If you have a smartphone, chances are you use Google at some point. Google tracks far more than your email and your search history. They also track what kind of device you are using, where you are, what apps you use and when, what you read and watch, where you plan to go at what time, and recordings of your voice after you say, “OK, Google.” Developers use this data to sell targeted advertisements. In fact, your Google account information is worth $182 on average. You have an ‘Advertising ID’ which is used to collect information from 1700 different apps and which is linked to your MAC Address, IMEI, and Android ID, permanent identifiers built into your phones software.
Your data in the open marketplace
This information has also been used maliciously to influence elections. Remember Cambridge Analytica? Fewer than 300,000 people used the app that led to the collection of information about 87 million people, which means that breaches in your friend list can also affect you.

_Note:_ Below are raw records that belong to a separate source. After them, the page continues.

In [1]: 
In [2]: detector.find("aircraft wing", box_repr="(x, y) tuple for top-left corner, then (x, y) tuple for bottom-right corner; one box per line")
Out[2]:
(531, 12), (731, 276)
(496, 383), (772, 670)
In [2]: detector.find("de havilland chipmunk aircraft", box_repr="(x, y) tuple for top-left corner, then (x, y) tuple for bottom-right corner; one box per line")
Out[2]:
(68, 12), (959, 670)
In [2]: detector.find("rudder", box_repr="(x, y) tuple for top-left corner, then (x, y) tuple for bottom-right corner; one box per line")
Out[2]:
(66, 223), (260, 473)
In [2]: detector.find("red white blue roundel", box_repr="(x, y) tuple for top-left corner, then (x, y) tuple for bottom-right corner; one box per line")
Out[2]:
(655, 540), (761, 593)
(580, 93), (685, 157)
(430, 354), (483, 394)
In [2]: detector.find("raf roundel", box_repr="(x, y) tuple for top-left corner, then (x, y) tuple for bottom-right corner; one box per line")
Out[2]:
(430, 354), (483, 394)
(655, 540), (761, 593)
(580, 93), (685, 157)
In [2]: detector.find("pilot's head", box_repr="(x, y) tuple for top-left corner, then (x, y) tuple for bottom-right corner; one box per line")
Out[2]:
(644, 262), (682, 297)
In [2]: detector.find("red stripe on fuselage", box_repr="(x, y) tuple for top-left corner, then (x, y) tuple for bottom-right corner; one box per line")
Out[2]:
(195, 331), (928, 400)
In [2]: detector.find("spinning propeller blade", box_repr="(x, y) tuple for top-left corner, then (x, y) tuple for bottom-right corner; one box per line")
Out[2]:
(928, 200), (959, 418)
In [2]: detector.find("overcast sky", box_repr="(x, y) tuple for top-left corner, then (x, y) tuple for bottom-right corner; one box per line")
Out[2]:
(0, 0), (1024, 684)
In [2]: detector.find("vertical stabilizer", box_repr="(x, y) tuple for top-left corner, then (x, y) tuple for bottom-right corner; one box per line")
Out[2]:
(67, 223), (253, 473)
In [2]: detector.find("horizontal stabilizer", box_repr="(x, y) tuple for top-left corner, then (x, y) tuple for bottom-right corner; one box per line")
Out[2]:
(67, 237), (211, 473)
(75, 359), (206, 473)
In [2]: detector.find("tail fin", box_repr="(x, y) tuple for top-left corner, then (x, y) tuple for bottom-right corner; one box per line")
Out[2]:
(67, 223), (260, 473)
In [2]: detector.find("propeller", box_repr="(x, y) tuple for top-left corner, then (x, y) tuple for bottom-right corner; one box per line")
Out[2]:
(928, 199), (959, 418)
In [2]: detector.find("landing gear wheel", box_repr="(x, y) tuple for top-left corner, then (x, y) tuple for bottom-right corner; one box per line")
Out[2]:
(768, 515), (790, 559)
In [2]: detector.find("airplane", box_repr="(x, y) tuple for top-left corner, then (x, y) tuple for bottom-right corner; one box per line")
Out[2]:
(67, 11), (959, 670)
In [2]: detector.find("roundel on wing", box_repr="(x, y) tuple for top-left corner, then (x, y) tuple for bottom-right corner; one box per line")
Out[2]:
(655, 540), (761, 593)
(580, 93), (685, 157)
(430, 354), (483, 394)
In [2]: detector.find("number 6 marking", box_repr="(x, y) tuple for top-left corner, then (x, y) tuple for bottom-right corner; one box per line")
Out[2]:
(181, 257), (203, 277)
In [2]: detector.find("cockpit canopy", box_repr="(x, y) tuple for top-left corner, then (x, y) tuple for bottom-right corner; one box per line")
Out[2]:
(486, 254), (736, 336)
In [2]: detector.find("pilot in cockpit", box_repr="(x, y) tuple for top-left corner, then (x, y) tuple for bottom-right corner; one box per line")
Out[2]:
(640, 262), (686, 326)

Additional information is gathered through unnecessary apps, games, and quizzes, and users don’t often fully understand the volumes of data that is being collected about them and the tremendous value it has in the open marketplace and beyond. Police can even use this information to track your every move, right down to the route you take to work every day and the bank security camera you pass at 8:03 a.m. every morning.
Protecting yourself is difficult but not impossible. Turn off location settings when you aren’t using them. Only download necessary apps and delete any you don’t use. Think about why certain apps might need permissions to access data about you. Use a virtual private network, or VPN, if you can.